Su madrina la siguió con la mirada mientras deambulaba por la habitación como una fiera enjaulada, y se encogió de hombros al responder:

—Pues de lo que él me explicó ayer, por supuesto.

—¿Ayer? —El giro de Anna fue tan brusco que tropezó con la alfombra y estuvo a punto de caer.

—Ayer en el baile —confirmó su madrina con expresión inocente—, cuando vino a saludarnos. En aquel momento te habías ido con Lucy al tocador, pero estaba segura de que luego lo viste. ¿Acaso no sabías que había estado en el baile?
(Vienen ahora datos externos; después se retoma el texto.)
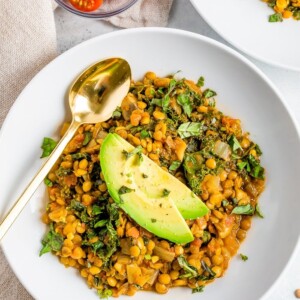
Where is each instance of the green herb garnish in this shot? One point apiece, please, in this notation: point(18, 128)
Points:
point(198, 289)
point(234, 143)
point(208, 93)
point(48, 182)
point(105, 293)
point(258, 212)
point(175, 165)
point(188, 129)
point(124, 190)
point(185, 102)
point(52, 241)
point(47, 146)
point(87, 138)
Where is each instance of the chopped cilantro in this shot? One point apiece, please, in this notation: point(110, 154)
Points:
point(105, 293)
point(258, 211)
point(48, 182)
point(47, 146)
point(184, 100)
point(53, 241)
point(208, 93)
point(175, 165)
point(124, 190)
point(87, 138)
point(234, 143)
point(207, 269)
point(188, 129)
point(101, 223)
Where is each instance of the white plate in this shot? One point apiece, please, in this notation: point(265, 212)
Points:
point(243, 92)
point(245, 25)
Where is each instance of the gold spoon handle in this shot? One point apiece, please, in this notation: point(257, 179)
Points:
point(36, 181)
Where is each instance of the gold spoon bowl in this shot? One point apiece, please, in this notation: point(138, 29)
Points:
point(93, 97)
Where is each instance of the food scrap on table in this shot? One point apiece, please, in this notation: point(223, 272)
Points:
point(284, 9)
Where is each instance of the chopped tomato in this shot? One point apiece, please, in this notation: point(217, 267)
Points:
point(86, 5)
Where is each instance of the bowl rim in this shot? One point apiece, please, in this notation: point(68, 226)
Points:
point(184, 33)
point(243, 49)
point(92, 15)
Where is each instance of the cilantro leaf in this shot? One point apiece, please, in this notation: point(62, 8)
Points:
point(188, 129)
point(175, 165)
point(47, 146)
point(87, 138)
point(208, 93)
point(48, 182)
point(52, 241)
point(234, 143)
point(124, 190)
point(258, 212)
point(207, 268)
point(200, 81)
point(184, 100)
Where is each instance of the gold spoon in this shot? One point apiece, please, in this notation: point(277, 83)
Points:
point(92, 98)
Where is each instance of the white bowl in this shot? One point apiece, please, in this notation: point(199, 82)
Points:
point(245, 25)
point(243, 92)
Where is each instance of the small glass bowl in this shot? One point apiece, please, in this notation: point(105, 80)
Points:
point(107, 9)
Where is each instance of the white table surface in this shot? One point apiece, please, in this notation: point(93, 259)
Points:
point(72, 30)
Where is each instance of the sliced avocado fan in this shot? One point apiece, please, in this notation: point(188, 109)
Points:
point(155, 199)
El latido del pulso en sus oídos era tan escandaloso que Anna supuso que se podría escuchar desde la calle. Apretó los labios con terquedad, incapaz de encontrar una respuesta coherente.

—Claro que no bailó, estando aún de luto. —Lady Everley dio unos golpecitos con su abanico en el brazo del sofá, mientras parecía pensar en ello—. Es curioso, hubiera jurado que le habías visto, pero ya sabes, los viejos a veces confundimos las cosas…
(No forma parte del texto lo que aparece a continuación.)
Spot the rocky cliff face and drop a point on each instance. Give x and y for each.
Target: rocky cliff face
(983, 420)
Anna apoyó los brazos en el respaldo de la butaca que había ocupado, como si al colocarse tras ella pudiera protegerse de aquella noticia que le había pillado tan desprevenida.

Creí verle un instante —rectificó entre dientes—, pero luego desapareció. Supuse que le había confundido con alguien.
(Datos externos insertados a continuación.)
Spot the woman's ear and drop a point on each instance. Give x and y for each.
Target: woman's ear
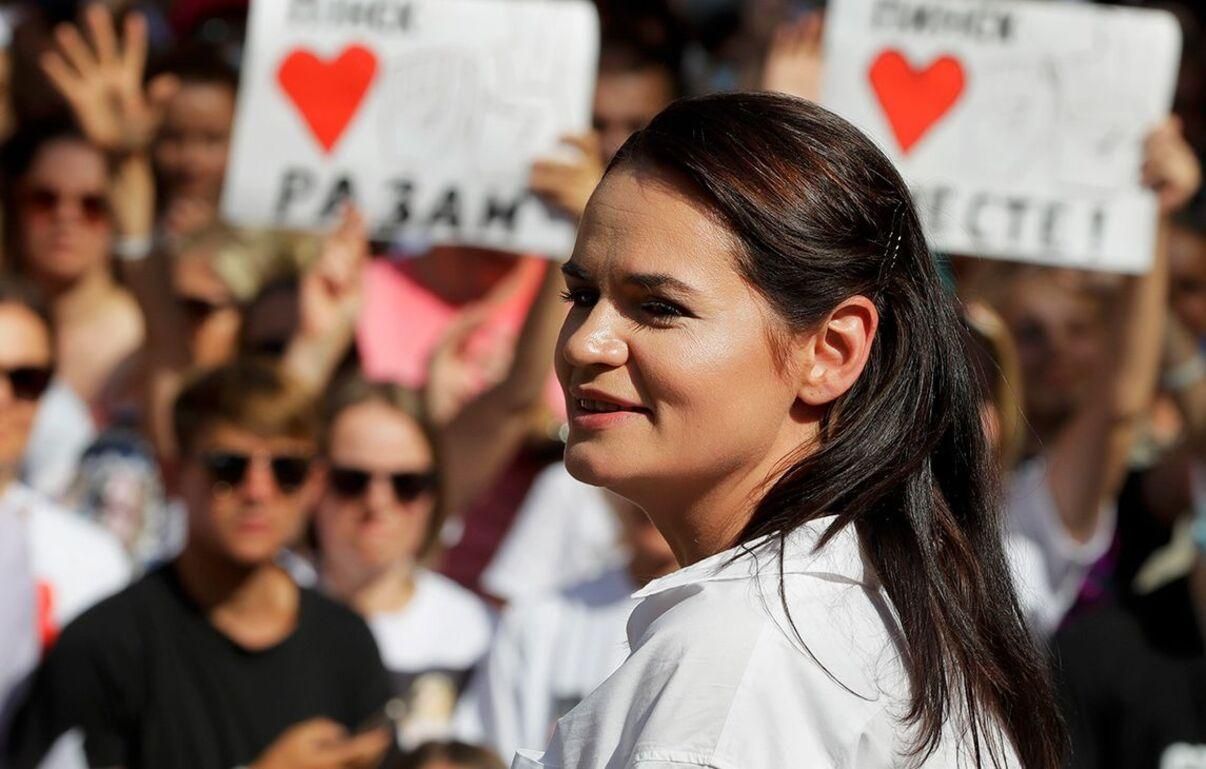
(837, 351)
—Pues no, ya lo ves, era él —respondió con una nota de triunfo en su voz que hizo que Anna entornara levemente los ojos—. Ha vuelto a Londres.

Pasaron varios segundos antes de que Anna pudiera digerir aquella información.

—Seguramente habrá venido a ocuparse de sus negocios.

—Seguramente. O tal vez haya decidido que ya es hora de casarse de nuevo, y qué mejor lugar y momento para encontrar prometida que la Temporada —replicó impertérrita ante la inflexión irónica de la voz de Anna—. Sería bastante lógico. ¿No estás de acuerdo?

La falta de respuesta no desanimó a lady Everley, que mantuvo su mirada fija en el rostro de Anna. Al cabo de unos segundos, riendo con suavidad, le indicó de nuevo el asiento libre a su lado. Presa de emociones contrapuestas, Anna atendió su indicación de manera mecánica.

—Sabes que te conozco, y estoy convencida de que algo ha sucedido que no me quieres contar. —Su madrina le tomó de la mano, dándole un pequeño apretón que pretendía infundirle confianza—. También estoy segura de que podría ayudarte, pero si no quieres confiar en mí…

—¿Qué le dijo ayer? —cortó con torpeza; no creía poder describir lo que bullía en su interior.

Una llamada en la puerta hizo que lady Everley interrumpiera la explicación que iba a comenzar. Se quedó escuchando el sonido de la puerta al abrirse, mirando a Anna con cierta indecisión. Entonces el sonido de pasos en las escaleras pareció decidirla.

—Verás, Anna, te debo una disculpa —se apresuró a explicar mientras los pasos se acercaban—. Cuando ayer Lisle vino a saludarnos, y le dije que habías acudido con nosotros, comentó que era probable que no desearas verle. —Se inclinó hacia ella sosteniendo aún su mano—. Supuse que tendría algo que ver con la escuela, y no le di más importancia. Pero hoy después de hablar contigo dudo si en realidad… —se interrumpió con una expresión de ansiosa preocupación en el rostro—, Anna, ¿ha sucedido algo entre vosotros que hace que sea inconveniente que os encontréis? ¿Tal vez él ha…?

—No —negó con rapidez—. No, no ha sucedido nada de lo que está imaginando.

—Entonces, si nos encontráramos con él, ¿no supondría eso un problema?

—En absoluto —mintió con un nudo en la garganta.

Entonces lady Everley se reclinó en el asiento mientras murmuraba:

—Gracias a Dios.

A pesar del desconcierto, Anna captó lo extraño del comportamiento de su madrina. Se volvió hacia ella y preguntó: «¿Por qué?», al tiempo que la puerta se abría y justo cuando el mayordomo anunció al visitante, le oyó decir con acento culpable:

—Porque le animé a venir a saludarte.